The court approved the settlement by issuing an Order Granting Final Approval, but on August 12, 2011, the defendants filed a brief challenging that order, in regards to attorney fees and costs of the case. The result of this appeal won’t be known until at least later this year: the deadline for Appellants to file relevant briefs with the court is January 23, 2012, and Appellees have until February 24, 2012.

Will You Get Settlement Money?

The lawsuit was brought because Equifax, Experian, and TransUnion improperly reported debts that had been discharged in bankruptcy on consumers’ credit reports. Rather than noting that these debts were “discharged through bankruptcy,” the credit bureaus noted that they were “120 days late” or that they had been charged off by the credit issuer.
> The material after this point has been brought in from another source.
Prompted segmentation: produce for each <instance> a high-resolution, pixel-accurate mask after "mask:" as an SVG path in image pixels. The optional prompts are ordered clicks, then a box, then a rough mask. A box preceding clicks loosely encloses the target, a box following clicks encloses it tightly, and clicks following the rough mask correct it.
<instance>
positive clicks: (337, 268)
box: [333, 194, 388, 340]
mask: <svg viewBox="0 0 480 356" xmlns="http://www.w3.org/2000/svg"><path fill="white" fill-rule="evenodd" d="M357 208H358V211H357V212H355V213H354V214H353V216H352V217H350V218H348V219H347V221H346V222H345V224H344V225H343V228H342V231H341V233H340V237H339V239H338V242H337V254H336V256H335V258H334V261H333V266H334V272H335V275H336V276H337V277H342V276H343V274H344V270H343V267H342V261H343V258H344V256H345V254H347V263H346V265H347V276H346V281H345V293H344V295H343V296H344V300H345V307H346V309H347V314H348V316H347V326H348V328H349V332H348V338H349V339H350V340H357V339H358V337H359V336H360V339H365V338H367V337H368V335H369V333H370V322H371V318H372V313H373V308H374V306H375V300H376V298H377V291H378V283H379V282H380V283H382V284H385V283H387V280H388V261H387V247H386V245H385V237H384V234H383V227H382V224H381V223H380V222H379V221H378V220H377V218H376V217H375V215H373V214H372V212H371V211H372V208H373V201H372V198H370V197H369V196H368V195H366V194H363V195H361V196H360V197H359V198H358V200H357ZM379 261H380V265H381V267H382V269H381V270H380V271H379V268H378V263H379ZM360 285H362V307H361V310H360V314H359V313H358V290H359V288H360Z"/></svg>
Incorrectly reporting the status of a debt is illegal (which is why the lawsuit was filed), but it also caused a lot of grief for the people affected. When a debt is still reported as active, debt collectors may try to collect on that debt.

The result was that people who had filed for bankruptcy and gone through the entire bankruptcy process precisely to eliminate their debts and stop getting hassled by debt collectors were having to deal with debt collectors anyway (along with the stress of trying to sort out why their credit reports were incorrect).

You are eligible to collect some of the settlement if…

  • You are a member of the “class” represented by this class action case. To be a part of the class, you must have received a debt discharge under Chapter 7 AND had a credit report issued by one of the defendants (i.e. the three credit reporting bureaus) between March 15, 2002 and May 11, 2009 with incorrectly reported discharged debts.
  • You must have submitted a claim form with relevant information no later than November 30, 2009.

If you missed the deadline, however, don’t worry too much. Even though the settlement amount seems large, it will be spread out over so many individuals that it likely won’t result to more than a few dollars per person.

If, however, you’re interested in exploring other legal options regarding errors on your credit report, you may want to consult with a lawyer about the recourse available to you.